1) Calculate the pressure in the gas just before the valve is opened:

To solve for the initial pressure, we can use the ideal gas law equation and assume the initial volume and the number of moles remain constant:

P1 * V = n * R * T1 (equation 1)

Given:
T1 = 17 °C = 17 + 273 = 290 K
P1 = 101 kPa

We can rearrange equation 1 to solve for P1:

P1 = (n * R * T1) / V

Since the volume and the number of moles remain constant, we can assume that (n * R) / V is a constant, which we'll call C1. Thus, we can rewrite the equation as:

P1 = C1 * T1 (equation 2)

Now, substituting the values known:

P1 = C1 * T1
101 kPa = C1 * 290 K

Solving for C1:

C1 = 101 kPa / 290 K ≈ 0.348 kPa/K

Now, we can substitute T2 = 100 °C = 100 + 273 = 373 K into equation 2 to find the pressure just before the valve is opened:

P2 = C1 * T2
P2 = 0.348 kPa/K * 373 K
P2 ≈ 129.804 kPa

So, the pressure in the gas just before the valve is opened is approximately 129.804 kPa.

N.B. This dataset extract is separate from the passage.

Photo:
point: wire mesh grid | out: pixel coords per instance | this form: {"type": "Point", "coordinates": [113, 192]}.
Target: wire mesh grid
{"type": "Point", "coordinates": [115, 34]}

2) Calculate the fraction of the initial mass of gas that was lost as a result of opening the valve:

To calculate the fraction of the initial mass lost, we need to consider the relationship between pressure and the number of moles of gas, assuming the volume and temperature remain constant.

Using the ideal gas law equation, we know:

P * V = n * R * T

Since the volume and temperature remain constant:

P1 * V = n1 * R * T1 (equation 3)
P2 * V = n2 * R * T2 (equation 4)

Dividing equation 4 by equation 3 and rearranging, we get:

n2 / n1 = (P2 * T1) / (P1 * T2)

Substituting the given values:

n2 / n1 = (129.804 kPa * 290 K) / (101 kPa * 373 K)

Simplifying:

n2 / n1 ≈ 1.036

The fraction of the initial mass lost is approximately 1.036 - 1 = 0.036.

Therefore, approximately 0.036 or 3.6% of the initial mass of gas was lost as a result of opening the valve.